SIGI POP

Wer noch immer glaubt, dass im Süden nichts in Sachen Punkrock abgeht, der sollte sich mal eine Platte von SIGI POP reinziehen. Der war in den Achzigern Sänger bei der angesagten Münchner Funpunk-Band MARIONETZ und spielt inzwischen als Ein-Mann-Band neue Scheiben ein. Das Münchner Ox-Dreigestirn Simon Brunner, Alex von Streit und Thomas Kerpen nahm sich des Szeneveteranen an.

Müsstest du dich eigentlich nicht SIGI PUNK nennen?

Normal ist die Standardfrage: Öh, ist das so auf IGGY POP gemünzt? Aber das stimmt nicht. Ich habe damals mit meiner Freundin in Indien Brainstorming für meine Platte gemacht und da haben wir 40 Namen aufgelistet, die mit Sigi zu tun haben.

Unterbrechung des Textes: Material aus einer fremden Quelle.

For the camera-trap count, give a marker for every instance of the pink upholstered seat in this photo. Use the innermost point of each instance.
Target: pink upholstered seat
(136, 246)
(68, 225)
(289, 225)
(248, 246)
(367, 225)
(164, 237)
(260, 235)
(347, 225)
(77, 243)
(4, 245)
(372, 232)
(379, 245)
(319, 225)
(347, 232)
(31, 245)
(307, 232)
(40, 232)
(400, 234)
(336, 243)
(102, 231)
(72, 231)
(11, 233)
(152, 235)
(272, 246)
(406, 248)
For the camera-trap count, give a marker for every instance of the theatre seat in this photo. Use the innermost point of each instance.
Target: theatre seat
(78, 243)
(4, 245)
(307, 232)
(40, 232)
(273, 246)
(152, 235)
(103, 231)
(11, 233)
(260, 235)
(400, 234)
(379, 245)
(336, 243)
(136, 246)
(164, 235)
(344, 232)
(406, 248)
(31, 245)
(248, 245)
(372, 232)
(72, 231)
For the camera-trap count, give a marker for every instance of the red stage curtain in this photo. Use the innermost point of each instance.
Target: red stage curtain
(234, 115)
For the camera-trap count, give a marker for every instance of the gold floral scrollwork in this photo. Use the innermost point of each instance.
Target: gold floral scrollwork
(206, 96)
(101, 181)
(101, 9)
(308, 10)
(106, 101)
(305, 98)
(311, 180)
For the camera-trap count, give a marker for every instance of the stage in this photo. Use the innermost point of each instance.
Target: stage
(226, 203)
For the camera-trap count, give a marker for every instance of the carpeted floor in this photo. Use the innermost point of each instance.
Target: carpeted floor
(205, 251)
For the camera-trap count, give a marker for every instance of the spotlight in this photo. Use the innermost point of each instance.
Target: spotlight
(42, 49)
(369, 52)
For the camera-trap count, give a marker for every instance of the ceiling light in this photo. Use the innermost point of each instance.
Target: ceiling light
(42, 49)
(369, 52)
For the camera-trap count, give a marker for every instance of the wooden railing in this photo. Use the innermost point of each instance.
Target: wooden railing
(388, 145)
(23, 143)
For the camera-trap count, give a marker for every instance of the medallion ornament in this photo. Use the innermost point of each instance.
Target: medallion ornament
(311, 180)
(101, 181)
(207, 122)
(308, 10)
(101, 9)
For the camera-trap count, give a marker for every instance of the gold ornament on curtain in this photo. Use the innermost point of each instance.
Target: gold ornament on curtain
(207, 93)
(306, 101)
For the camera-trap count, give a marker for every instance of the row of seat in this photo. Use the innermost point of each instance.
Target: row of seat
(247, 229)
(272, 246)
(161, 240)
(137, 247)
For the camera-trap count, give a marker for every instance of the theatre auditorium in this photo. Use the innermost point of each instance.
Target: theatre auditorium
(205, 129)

Also Sigi Schock, Super-Sigi und lauter so Zeug, bis wir dann SIGI POP hatten. Erst ein halbes Jahr später ist mir dann gekommen, dass das mit IGGY POP zu tun hat. Das war dann natürlich nicht so originell. Mit IGGY POP verbindet mich eigentlich nur, dass die STOOGES eine der ersten Punkbands waren, die ich kannte.

Was hat sich für dich seitdem in Sachen Punkrock verändert, was ist geblieben?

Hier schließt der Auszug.